On the day you pick up your Ortho-k retainer lenses you will be advised in ways to insert, remove, and properly take care of your vision retainers. The fit of your retainers will be evaluated and you will be set up to be seen after your initial night of wear. On day 1, your doctor will re-evaluate your fit and newly restored vision and another mapping of your cornea will be carried out.
Throughout your initial fitting process, your optometrist will monitor your corneal health and the progress of treatment. At particular times your retainer lens fit might be customized to accomplish your objectives.

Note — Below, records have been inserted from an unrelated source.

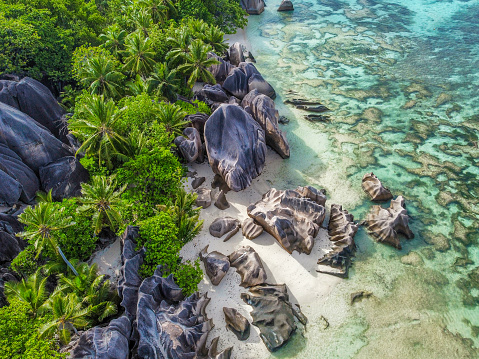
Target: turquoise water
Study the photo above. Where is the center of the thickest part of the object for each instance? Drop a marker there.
(402, 81)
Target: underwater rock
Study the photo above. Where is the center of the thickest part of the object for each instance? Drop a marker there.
(293, 217)
(249, 266)
(224, 225)
(107, 342)
(374, 188)
(386, 223)
(272, 313)
(236, 146)
(251, 229)
(216, 265)
(63, 177)
(237, 323)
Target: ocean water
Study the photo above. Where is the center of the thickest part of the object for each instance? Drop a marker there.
(402, 81)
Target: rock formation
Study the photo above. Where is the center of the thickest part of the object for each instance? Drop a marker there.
(224, 225)
(249, 266)
(386, 223)
(216, 265)
(291, 217)
(374, 188)
(237, 323)
(236, 146)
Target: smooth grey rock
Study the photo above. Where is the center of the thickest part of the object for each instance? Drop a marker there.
(290, 217)
(236, 146)
(249, 266)
(63, 177)
(216, 265)
(237, 323)
(251, 230)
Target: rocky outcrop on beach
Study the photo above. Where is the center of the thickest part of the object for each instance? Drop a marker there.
(293, 217)
(236, 146)
(374, 188)
(385, 224)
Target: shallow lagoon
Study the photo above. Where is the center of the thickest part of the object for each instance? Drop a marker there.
(402, 81)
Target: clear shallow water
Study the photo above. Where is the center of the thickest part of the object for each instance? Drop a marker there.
(402, 81)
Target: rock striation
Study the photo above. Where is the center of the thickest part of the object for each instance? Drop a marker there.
(386, 223)
(374, 188)
(293, 217)
(236, 146)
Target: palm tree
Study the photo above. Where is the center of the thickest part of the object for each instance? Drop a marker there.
(163, 82)
(139, 54)
(100, 76)
(42, 222)
(68, 315)
(31, 291)
(101, 199)
(94, 122)
(197, 63)
(172, 117)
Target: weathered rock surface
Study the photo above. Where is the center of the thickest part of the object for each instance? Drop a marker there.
(374, 188)
(225, 225)
(216, 265)
(110, 342)
(63, 177)
(386, 223)
(341, 230)
(237, 323)
(236, 146)
(272, 313)
(251, 230)
(286, 5)
(249, 266)
(189, 144)
(291, 217)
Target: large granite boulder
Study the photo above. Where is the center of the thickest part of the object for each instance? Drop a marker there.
(32, 142)
(386, 223)
(272, 313)
(249, 266)
(63, 177)
(374, 188)
(293, 217)
(216, 265)
(236, 146)
(110, 342)
(341, 230)
(189, 144)
(36, 100)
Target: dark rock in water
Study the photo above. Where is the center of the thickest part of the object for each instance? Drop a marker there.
(249, 266)
(198, 181)
(237, 323)
(32, 142)
(374, 188)
(189, 144)
(251, 229)
(272, 313)
(204, 197)
(267, 116)
(253, 7)
(386, 223)
(63, 177)
(286, 5)
(341, 230)
(34, 99)
(225, 225)
(236, 83)
(236, 146)
(216, 265)
(291, 217)
(107, 342)
(221, 202)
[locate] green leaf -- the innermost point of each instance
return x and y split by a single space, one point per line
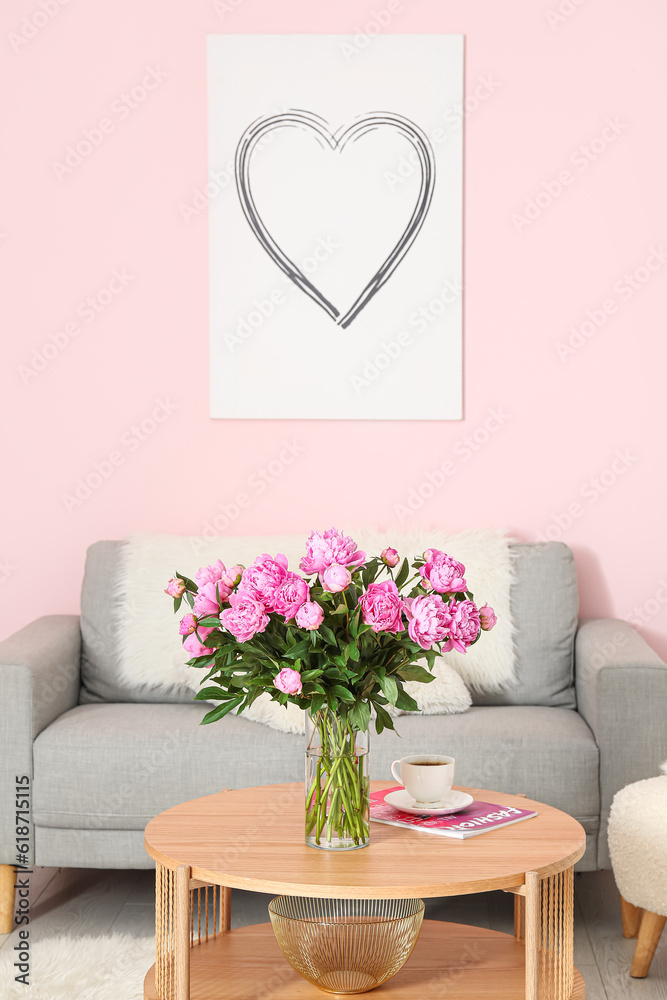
360 715
390 689
200 661
413 672
332 701
403 574
383 720
317 702
406 703
220 711
342 693
297 651
212 694
328 635
190 584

Fish Creek Ortho K Contacts
Orthokeratology can produce results in a remarkably brief amount of time. The length of treatment to attain your objectives can vary from patient to patient and will depend upon a number of factors including your prescription, the quantity and quality of your tear production, your expectations as well as something called corneal rigidity.
We recommend patients that they may have to wear their retainers every night to maintain their freshly fixed vision. Some people have the ability to lower their wearing schedule so that they just need to use their lenses as little as every 2 to 4 nights. The factor for this is because of the flexibility or (rigidness) of your cornea.